The Forum of Private Business is responding to the announcement that the UK’s major banks are more than £2 billion short of hitting their small business lending target by repeating its calls for better competition, more investment in regional branches and the restoration of lending powers to local bank managers.As part of their commitment to lending £190 billion to businesses in 2011 – including £76 billion to small and medium-sized companies – the ‘big five’ banks have pledged to lend £19 billion in the first three months of the year. However, just £16.8 billion has been lent.
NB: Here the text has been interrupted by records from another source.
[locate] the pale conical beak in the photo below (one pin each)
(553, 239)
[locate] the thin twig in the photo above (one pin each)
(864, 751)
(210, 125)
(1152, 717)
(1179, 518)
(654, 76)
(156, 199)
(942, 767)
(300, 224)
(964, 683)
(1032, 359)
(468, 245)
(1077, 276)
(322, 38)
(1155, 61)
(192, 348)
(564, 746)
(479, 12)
According to a joint statement by Project Merlin banks small business lending demand has declined.
While the Forum’s own research suggests many firms are focusing on consolidation not growth, the not-for-profit organisation is arguing that this downturn is a result of mounting alienation due to lenders’ punitive risk criteria and inflated interest rates, rather than indicative of a lack of need for affordable finance. “I am disappointed but, frankly, not surprised that these SME lending targets have not been met – we are prepared to wait until the end of the year before making a final judgement but it is clear the banks are trotting out the same old excuses when they are simply not delivering on the ground,” said the Forum’s Chief Executive Phil Orford. “There is a widening knowledge gap when it comes to lenders’ ability to gauge small business risk. We want to see banks invest in regional services, and also hand decision making powers back to local branch managers who are best placed to make key lending decisions based on realistic assessments of individual businesses.
We must move away from the over-centralised, tick-box mentality we are seeing now.” Pointing to the latest official government figures on SME finance Mr Orford added: “Despite what the banks are saying, the requirement for affordable funding is not going away. There is a real, pressing need for better, more cost-effective growth finance. The problem is that small businesses are becoming increasingly alienated by mainstream lenders. “More and more our members are seeking out alternatives but one of the major barriers is a lack of competition in finance markets dominated by the big banks.
The few new and innovative funding platforms that are out there struggle to gain a toe hold. “To reiterate what we have said before, a lending code that is not binding, targets that banks are not meeting and mentoring and appeals schemes of unproven merit are just not enough to fix this serious problem.”
Addendum: I have to agree with the comments regarding the restoration of lending powers. Your local business manager will understand the constraints SME’s are under in their local area. As the owner of Amril I am in constant contact with my very supportive business manager, I always keep her in the picture of how the business is going, what new is happening and asking for general guidance.
Being in the Credit Industry I can sympathise with her frustrations when considering the lending requirements of a business. A few years ago your credit rating mattered but now your credit rating as a business is essential, your business rating must be positive with no detrimental issues showing what so ever. Any defaults, CCJ’s will certainly have you walking out the door with your overdraft or loan requirement being unapproved.
Their are other reasons why a business is turned down that is for sure, and I believe that certain businesses do have a right to be disgruntled with their bank. I strongly believe that as a business you look internally at your credit management processes and if you know they are not up to scratch, sort them out first, I can guarantee that as a business your success rate will increase and you will be able to get better terms.
Their is no point going to your bank manager with your debtor days spiralling out of control. Businesses must look internally and fix the problems rather than using additional finance as a stop gap, which they may not even get.